This one’s been in early access for a while, but it’s finally hitting 1.0. If you’re unfamiliar, it’s a procedurally generated murder mystery immersive sim. A murder happens, you scan for evidence, track people by their address in the phone book, and make connections with red string yourself. When I played the demo a while back, someone came home while I was snooping in their apartment, so I escaped in a vent and ended up in the apartment on the floor below them. I waited for that resident to finish preparing their dinner and sit in front of the TV so I could leave through their front door and get out of there. This game is awesome.
I was just thinking about how much I’d like to play the full release of this last week! good to hear I won’t have much longer to wait.
I am going to bang on so many apartment doors until the old lady that lives inside doddles over to answer and when I hear the key rattling in that lock I will flying kick that door off the hinges, blasting her unconscious, so thar I can take everything out of her wallet and her safe.
What was that? Is she a suspect? …Suspect in what? Hey did you see my cool apartment? I can afford a new sofa now!
I had a fun time playing in early access, even with the bugs. I should check it out again when it hits 1.0. I recall generating a new location and immediately falling through the ground to my death and deciding i would wait a bit to play more.
I found it a little too confusing. Hopefully the full release will be more noob friendly.
This is the first game to truly solve the problem of “criminal investigation” as a game mechanic. There’s no detective vision, and the character doesn’t automatically spout off conclusions when you scan enough clues. When you find a fingerprint on the murder weapon, it’s just that; a fingerprint. It’s up to you to figure out how to connect that to a suspect. You have to actually think about what you’re doing, there’s no handholding. You can peruse security cameras footage, canvas for witnesses, follow leads that will dead end sometimes, stake out a person’s home or job, track down the sales records for a murder weapon, identify a suspect by their footprints… The array of tools at your disposal is incredible. And the murder board is just the best thing ever; you even get to scribble your own notes and make connections with different colours of string, and it’s not some game mechanic, it’s literally just a tool for you to assemble the evidence like a real detective would, so that you can figure out your next move.
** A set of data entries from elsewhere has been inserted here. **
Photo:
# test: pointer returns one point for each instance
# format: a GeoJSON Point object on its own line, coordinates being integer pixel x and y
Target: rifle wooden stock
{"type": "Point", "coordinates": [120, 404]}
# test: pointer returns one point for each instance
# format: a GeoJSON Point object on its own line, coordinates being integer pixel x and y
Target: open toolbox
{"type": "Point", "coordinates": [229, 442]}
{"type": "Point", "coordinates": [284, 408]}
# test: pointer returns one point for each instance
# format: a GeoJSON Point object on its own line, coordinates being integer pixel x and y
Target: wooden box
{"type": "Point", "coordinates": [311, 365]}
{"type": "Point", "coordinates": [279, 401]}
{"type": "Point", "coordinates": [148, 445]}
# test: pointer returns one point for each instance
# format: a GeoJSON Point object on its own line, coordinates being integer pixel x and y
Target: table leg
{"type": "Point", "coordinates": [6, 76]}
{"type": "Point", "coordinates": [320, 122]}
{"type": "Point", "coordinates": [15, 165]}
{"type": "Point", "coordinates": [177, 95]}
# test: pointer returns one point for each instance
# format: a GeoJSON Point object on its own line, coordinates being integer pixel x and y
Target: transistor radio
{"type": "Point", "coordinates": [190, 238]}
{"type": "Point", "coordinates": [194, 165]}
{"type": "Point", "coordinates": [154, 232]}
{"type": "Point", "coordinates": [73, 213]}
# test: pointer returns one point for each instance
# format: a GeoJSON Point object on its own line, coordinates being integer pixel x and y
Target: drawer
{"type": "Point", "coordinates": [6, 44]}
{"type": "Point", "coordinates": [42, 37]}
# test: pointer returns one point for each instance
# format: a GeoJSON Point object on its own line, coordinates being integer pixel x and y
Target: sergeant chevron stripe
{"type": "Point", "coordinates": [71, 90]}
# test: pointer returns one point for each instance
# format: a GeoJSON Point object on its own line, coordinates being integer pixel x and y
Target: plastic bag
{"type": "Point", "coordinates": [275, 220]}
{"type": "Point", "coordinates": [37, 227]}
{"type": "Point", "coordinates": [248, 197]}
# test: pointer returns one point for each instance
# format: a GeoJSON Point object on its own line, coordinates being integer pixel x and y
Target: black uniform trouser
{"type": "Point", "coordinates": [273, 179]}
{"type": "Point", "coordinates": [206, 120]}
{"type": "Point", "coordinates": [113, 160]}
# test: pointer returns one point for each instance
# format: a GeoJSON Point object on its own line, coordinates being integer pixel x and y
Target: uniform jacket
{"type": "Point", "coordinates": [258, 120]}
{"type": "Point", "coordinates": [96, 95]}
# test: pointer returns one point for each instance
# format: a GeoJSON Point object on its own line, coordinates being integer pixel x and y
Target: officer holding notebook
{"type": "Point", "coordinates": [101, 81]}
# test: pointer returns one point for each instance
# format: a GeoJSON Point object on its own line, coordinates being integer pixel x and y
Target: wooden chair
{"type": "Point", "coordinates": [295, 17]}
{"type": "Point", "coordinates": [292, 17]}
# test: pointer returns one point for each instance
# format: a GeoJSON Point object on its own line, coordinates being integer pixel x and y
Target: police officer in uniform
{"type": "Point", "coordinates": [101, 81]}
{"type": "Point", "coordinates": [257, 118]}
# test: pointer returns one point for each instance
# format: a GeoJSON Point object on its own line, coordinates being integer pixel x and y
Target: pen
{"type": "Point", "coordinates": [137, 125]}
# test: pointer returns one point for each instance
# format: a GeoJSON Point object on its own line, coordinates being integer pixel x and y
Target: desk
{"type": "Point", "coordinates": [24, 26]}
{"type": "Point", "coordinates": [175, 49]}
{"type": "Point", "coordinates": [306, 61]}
You hit the nail on the head. This is exactly what intregued me about this game. It’s giving the creative and intellectual freedom to solve the mysteries, with no handholding was very refreshing.
Disclosure: i havent played in a few months so some of these might be out of date.
My biggest complaint was it almost always just devolved into sneaking into buildings to get employee data of the suspect which leads you to a fingerprint. There was no deduction through questioning the suspect, figuring out a motive and then tying it all together. Just find the name of the suspect, then find the fingerprints (by sneaking into buildings) of every single individual they had contact with until you find a match. I felt more like a vigilante thief than a detective. I guess LA Noire (i know, one is rockstar’s baby and the other’s an indie title, but still) remains the best detective game for now.
I wish talking to people wasn’t all the same canned question/responses. Trying to find witnesses is basically impossible. And security systems turning themself back on after set amount of time. Only two big issues I have with the game
I’m excited to play this game on my Xbox, I’ve watched a few videos on Shadows of Doubt! The mysteries feel so organic and interconnected; as the game seems to weave a large web of intrigue the longer you play.